Хотя она никогда не считала себя патриоткой, она все-таки была румынкой и гордится этим. Ее родители эмигрировали, когда ей не было и восемнадцати, но потом она вернулась — помогала свергать режим Чаушеску. Когда диктатор произнес свою последнюю речь перед зданием Центрального комитета, она была в Бухаресте. Планировалось провести образцово-показательный митинг и показать, что рабочий класс поддерживает коммунистическое правительство, но все вылилось в стихийное восстание. Она и сейчас помнит крики и вопли, раздавшиеся, когда вспыхнули беспорядки и на площадь под звучащие из динамиков заранее записанные звуки аплодисментов и приветствий ворвались вооруженные полицейские.
— Тебе трудно в это поверить, — сказала она, — но чтобы совершить революцию, не надо накладывать грим перед камерами, рассылать пламенные речи по Интернету и даже не нужно укладывать в койку женщину. Революция — это всегда кровь.
— Времена изменились.
— Церковь так легко не изменишь.
— Ты видела, сколько там было журналистов? О трибунале будут говорить во всем мире. Люди выступят на мою защиту.
— А если всем все равно?
— На наш сайт ежедневно заходит более двадцати тысяч человек. Интерес огромен. Словами можно добиться многого.
— Пулями тоже. Тогда, перед Рождеством, я была там, где румыны гибли, чтобы сбросить и поставить к стенке диктатора и его стерву жену.
— Если бы тебя попросили, ты смогла бы выстрелить в них?
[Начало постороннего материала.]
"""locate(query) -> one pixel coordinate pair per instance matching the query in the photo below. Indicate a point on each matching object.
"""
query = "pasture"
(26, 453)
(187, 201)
— Не моргнув глазом, — пылко ответила она. — Они надругались над моей родиной. Страсть, Том. Вот что движет всеми революциями. Глубокая, безудержная страсть.
— Так что ты собираешься ответить Валендреа?
Она вздохнула:
— У меня нет выбора. Придется согласиться.
Он усмехнулся:
— Выбор есть всегда. Я правильно понимаю, это ведь еще и возможность начать все сначала с Колином Мишнером?
Она почувствовала, что зря так много рассказала ему о себе. Он обещал, что все это останется между ними, но она начинала беспокоиться. Разумеется, Мишнер совершил свой проступок много лет назад, но и сейчас любые подозрения, не важно, оправданные или нет, могут стоить ему карьеры. И все же она никогда ни в чем не сознается, хотя ей и неприятно вспоминать о его тогдашнем решении.
Несколько секунд она лежала неподвижно, глядя в потолок. Валендреа сказал, что вся эта история может повредить будущему Мишнера. Так что если она может помочь ему, к тому же не без пользы для себя, почему нет?
— Я поеду.
— Ты лезешь в логово змей, — беззлобно сказал Кили, — но ты в состоянии бороться с дьяволом. Вроде Валендреа. Он просто амбициозный негодяй.
— А ты в состоянии это определить, — не удержалась Катерина.
Его рука скользнула по ее обнаженному бедру.
— Пожалуй, да. Но я умею не только это.
Его самоуверенность не знала границ. Как будто его ничто не волновало. Ни утренние слушания перед всеми этими неприступными прелатами, ни перспектива лишения сана. Не это ли бесстрашие и привлекло ее в Кили? Но в то же время она начала терять интерес к нему. «Он когда-нибудь дорожил своим саном?» — подумала она вдруг. У Мишнера было одно прекрасное качество — его искренняя приверженность вере. А чувства Кили были сиюминутны. Хотя кто она такая, чтобы судить?